ARCHAEOLOGISTS working at Oakham Castle found the most important discovery of all in one of the trenches - a horseshoe.
The Channel 4 Time Team crew were excavating at the castle for three days from Tuesday to yesterday and have made some exciting discoveries.
Presenter Tony Robinson and archaeologist Dr Phil Harding were among those digging in the trenches in the castle grounds.
It is the first time an archaeological dig has been done there since the 1950s.
The horseshoe was found among 13th century pottery and could be from the same era.
Dr Harding said: “At the end of the day it’s an old horseshoe. Anywhere else it would not matter but if you come to Oakham what have you got to find? A horseshoe.
“If you look at the amount of space we are excavating what are the chances of finding a horseshoe? It’s one in a million.
“To the people of Oakham it’s a symbol.”
Other artefacts found include a musket ball, a jetton or merchant’s token from the reign of Edward I (1272-1307) and a post-Medieval merchant’s token belonging to a man called Richard from Uppingham.
By Wednesday afternoon four trenches had been dug in the grounds, some based on geo-physics which use radar to pick up patterns under the ground. Some were chosen because of the shape of the earth.
The team believe that some of the walls they had unearthed were for outbuildings, a chamber and even a chapel which date back as far at the 13th century.
Researcher Celyn Williams said: “All we have to work from at the moment is an old map of the castle grounds.
“We are starting to find bits and bobs from the 13th and 14th centuries but we want to go back even further to the Normans and the Anglo-Saxons.
“It is steaming ahead and the site itself has such a complex history.
“The hall itself is the best preserved Norman hall in the country. It doesn’t look like much of a castle now but it would have been.”
The team is also taking its time to learn as much about Oakham as it can in the time they are here.

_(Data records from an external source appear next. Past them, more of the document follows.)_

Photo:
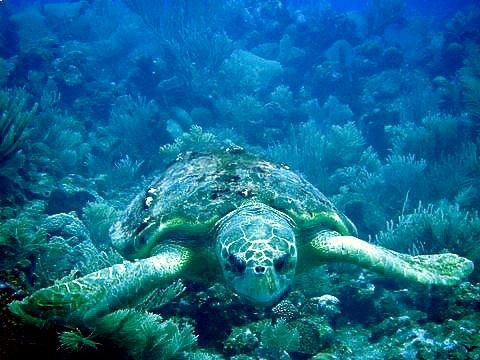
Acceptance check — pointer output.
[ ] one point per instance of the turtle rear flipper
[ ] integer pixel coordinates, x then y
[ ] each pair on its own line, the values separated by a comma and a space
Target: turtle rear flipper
439, 269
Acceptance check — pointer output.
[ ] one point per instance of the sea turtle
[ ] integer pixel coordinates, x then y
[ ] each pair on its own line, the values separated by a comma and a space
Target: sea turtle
233, 215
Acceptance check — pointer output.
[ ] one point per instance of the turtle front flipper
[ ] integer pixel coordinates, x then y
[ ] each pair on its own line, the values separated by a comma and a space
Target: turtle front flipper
79, 302
439, 269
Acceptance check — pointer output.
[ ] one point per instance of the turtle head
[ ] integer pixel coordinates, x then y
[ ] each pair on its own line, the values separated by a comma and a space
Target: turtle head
256, 248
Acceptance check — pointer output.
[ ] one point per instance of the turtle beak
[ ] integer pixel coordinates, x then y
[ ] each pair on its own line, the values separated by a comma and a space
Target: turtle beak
260, 285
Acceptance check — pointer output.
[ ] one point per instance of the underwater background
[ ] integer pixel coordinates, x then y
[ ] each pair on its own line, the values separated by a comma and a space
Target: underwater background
376, 103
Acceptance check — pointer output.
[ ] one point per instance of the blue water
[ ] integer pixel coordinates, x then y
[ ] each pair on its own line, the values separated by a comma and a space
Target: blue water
376, 103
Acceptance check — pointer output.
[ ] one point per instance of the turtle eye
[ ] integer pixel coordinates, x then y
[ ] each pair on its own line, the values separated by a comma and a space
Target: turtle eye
281, 263
236, 263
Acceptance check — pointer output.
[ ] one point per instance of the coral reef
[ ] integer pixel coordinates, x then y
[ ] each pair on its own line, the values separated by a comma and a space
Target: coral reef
376, 104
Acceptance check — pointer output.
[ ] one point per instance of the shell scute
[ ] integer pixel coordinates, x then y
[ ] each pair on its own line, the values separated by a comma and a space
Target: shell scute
185, 202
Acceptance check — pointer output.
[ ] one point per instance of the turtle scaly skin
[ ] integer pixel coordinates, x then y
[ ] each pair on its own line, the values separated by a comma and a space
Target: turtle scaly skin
255, 220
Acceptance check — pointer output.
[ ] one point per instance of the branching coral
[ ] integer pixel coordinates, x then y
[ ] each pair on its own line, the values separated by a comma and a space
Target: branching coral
145, 335
432, 229
14, 119
194, 140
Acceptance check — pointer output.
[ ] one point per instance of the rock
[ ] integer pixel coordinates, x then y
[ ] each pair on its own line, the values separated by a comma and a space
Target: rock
285, 310
315, 334
242, 340
327, 305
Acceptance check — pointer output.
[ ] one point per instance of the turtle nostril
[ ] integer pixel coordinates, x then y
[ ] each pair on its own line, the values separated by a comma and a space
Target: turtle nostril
259, 269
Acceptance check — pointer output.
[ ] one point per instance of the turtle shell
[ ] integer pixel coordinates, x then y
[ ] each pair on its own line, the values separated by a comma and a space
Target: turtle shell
184, 203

Landscape architect Stewart Ainsworth first visited Oakham 26 years ago and says it is fascinating returning to the castle in a professional role.

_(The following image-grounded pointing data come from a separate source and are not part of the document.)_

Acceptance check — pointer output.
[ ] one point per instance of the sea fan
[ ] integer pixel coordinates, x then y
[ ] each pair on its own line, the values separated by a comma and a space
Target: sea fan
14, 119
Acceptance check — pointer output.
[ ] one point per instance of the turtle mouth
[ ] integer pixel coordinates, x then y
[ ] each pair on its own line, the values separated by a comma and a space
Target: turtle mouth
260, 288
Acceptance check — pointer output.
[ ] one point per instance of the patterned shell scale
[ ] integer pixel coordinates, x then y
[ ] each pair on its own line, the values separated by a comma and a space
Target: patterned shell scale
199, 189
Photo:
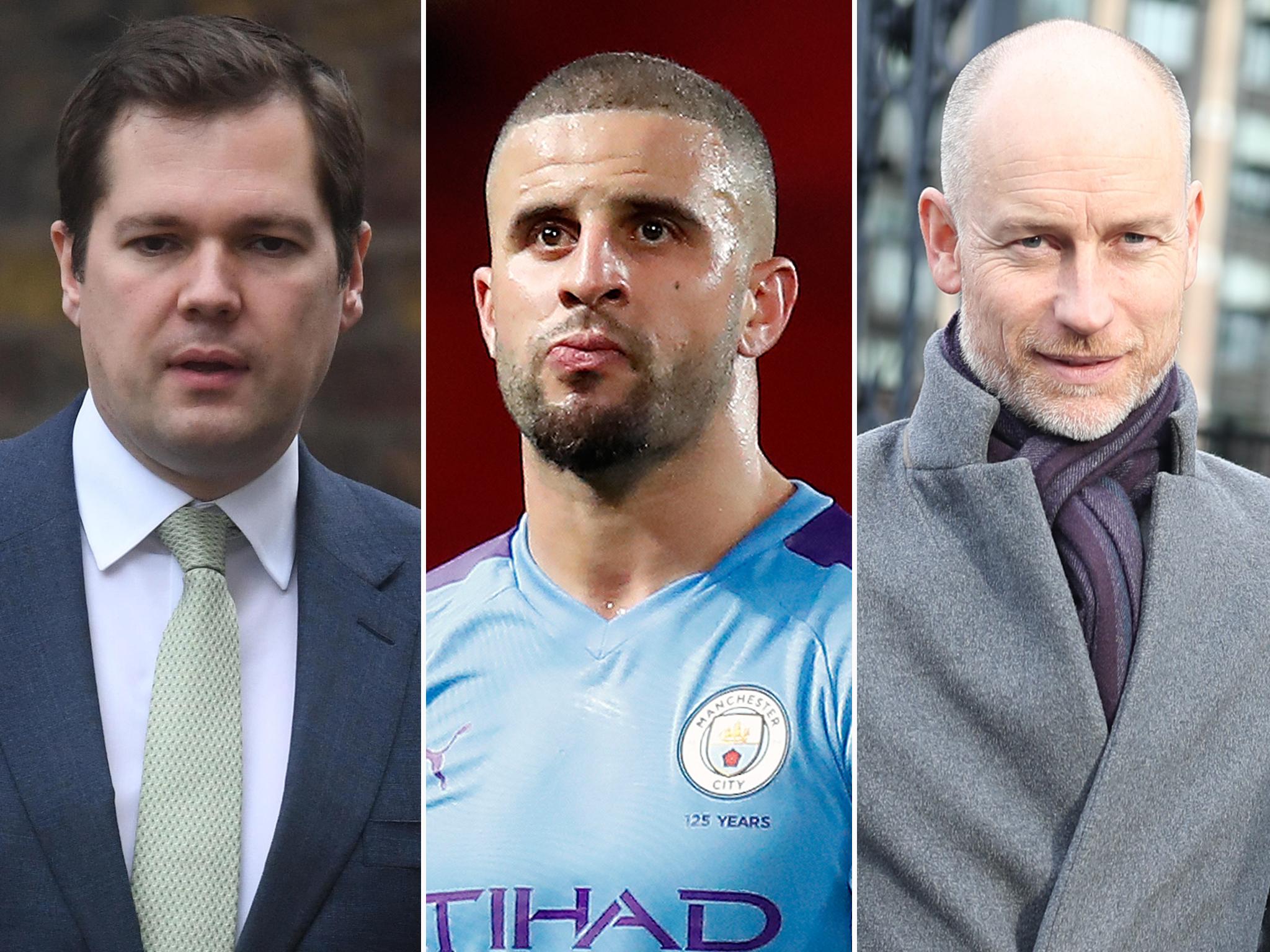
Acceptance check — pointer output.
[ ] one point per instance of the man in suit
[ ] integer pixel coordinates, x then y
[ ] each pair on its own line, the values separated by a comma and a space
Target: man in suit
1062, 602
208, 641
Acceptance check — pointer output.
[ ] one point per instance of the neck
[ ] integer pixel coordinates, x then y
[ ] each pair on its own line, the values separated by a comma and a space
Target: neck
613, 540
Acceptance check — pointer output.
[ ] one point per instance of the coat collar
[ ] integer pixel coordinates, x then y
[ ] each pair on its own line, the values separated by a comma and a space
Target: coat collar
953, 419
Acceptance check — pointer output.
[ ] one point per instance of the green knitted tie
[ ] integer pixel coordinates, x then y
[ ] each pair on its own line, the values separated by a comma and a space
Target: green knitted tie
186, 867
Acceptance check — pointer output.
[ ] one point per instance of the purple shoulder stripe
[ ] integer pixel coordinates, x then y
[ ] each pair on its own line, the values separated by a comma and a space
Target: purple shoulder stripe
826, 540
460, 566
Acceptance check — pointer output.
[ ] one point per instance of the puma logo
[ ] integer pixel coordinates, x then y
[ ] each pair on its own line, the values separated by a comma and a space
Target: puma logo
436, 758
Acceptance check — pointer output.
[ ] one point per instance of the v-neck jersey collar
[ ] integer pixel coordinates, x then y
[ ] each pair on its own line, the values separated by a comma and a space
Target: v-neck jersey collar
568, 617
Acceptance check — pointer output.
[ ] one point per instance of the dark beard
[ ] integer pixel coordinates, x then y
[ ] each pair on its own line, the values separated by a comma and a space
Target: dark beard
616, 443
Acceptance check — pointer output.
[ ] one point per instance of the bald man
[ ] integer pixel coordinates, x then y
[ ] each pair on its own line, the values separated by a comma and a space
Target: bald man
1064, 619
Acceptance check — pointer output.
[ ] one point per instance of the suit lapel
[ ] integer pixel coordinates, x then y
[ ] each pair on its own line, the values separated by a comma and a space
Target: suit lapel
355, 654
1185, 658
50, 720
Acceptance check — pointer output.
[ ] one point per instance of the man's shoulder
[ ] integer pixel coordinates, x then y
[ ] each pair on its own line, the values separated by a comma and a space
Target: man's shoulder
384, 512
881, 441
1245, 488
37, 477
470, 569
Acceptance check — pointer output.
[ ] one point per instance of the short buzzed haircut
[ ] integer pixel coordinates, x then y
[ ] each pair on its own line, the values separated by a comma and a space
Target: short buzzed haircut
202, 66
646, 83
969, 86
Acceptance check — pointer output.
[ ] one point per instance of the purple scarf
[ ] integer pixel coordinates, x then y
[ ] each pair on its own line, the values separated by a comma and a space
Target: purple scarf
1094, 495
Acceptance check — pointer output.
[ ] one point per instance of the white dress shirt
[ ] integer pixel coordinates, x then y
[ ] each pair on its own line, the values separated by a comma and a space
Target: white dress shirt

He said: “My task has been to look at how the castle has evolved and how it has affected Oakham as a town. I have been using old maps and evidence that can be found above the ground.”
Mr Ainsworth and part of the team circled above Oakham in a helicopter on Wednesday afternoon to find out what the street patterns could tell them.

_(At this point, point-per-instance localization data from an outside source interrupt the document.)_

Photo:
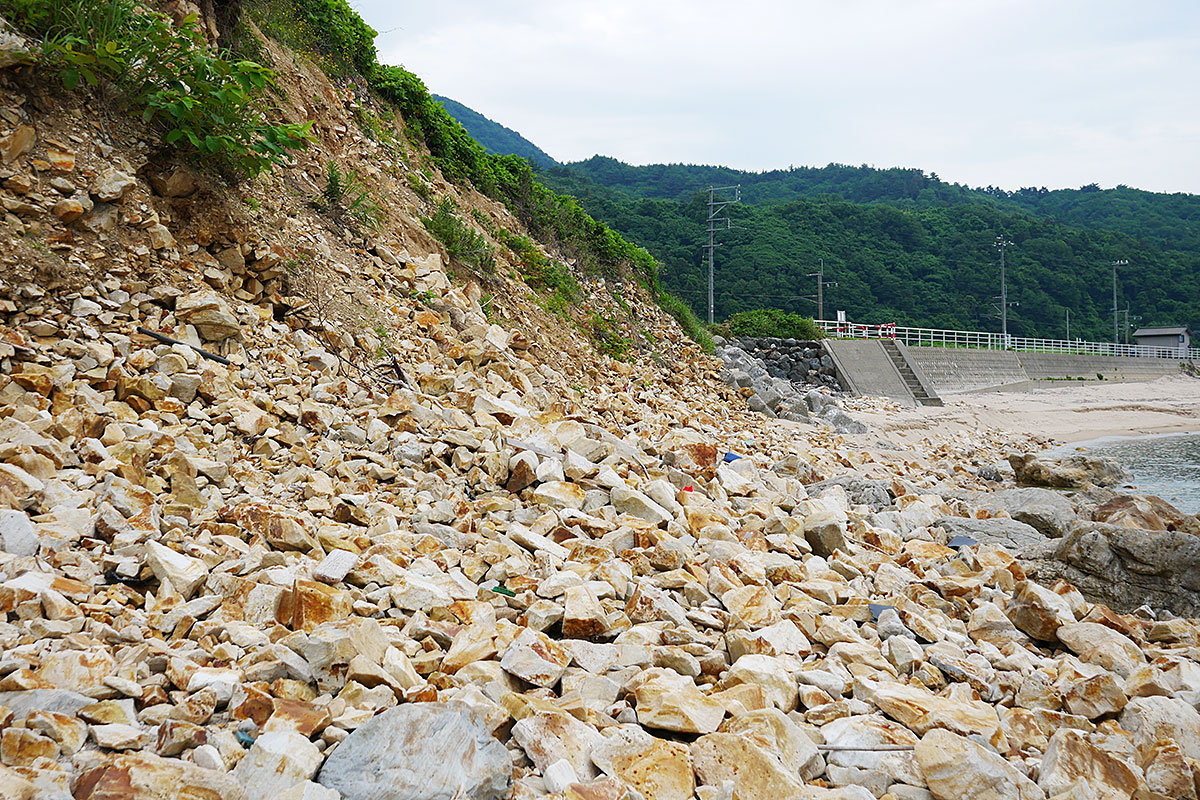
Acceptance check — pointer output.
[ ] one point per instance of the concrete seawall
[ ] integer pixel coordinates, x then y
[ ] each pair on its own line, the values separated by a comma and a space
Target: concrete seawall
864, 368
963, 371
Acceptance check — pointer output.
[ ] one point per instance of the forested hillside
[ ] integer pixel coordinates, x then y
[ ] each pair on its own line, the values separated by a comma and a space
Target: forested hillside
907, 247
493, 136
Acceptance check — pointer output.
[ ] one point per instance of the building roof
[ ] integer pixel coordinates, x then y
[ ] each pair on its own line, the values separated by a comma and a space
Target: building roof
1163, 330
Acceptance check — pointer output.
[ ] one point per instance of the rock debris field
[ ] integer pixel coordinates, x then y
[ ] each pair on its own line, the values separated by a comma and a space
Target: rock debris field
508, 566
263, 581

He said the original site spread much further than they had originally thought.
He added: “Their job [the archaeologists] is to dig at layers of earth to find out how Oakham has evolved. Mine is to dig at layers of the town above ground.”
One of Mr Ainsworth’s main discoveries was that Oakham’s “L” shaped market is probably in that shape because it is based around an old road which went out of the town past where the Buttercross stands now.
The show will be shown on Channel 4 between January and March next year.
Dr Harding said: “I have absolutely enjoyed it. It is the first time I have been up here and the hall here is a magnificent building.
“The building and the site deserve better attention and with a bit of exposure on the telly then hopefully it will encourage more people to visit.”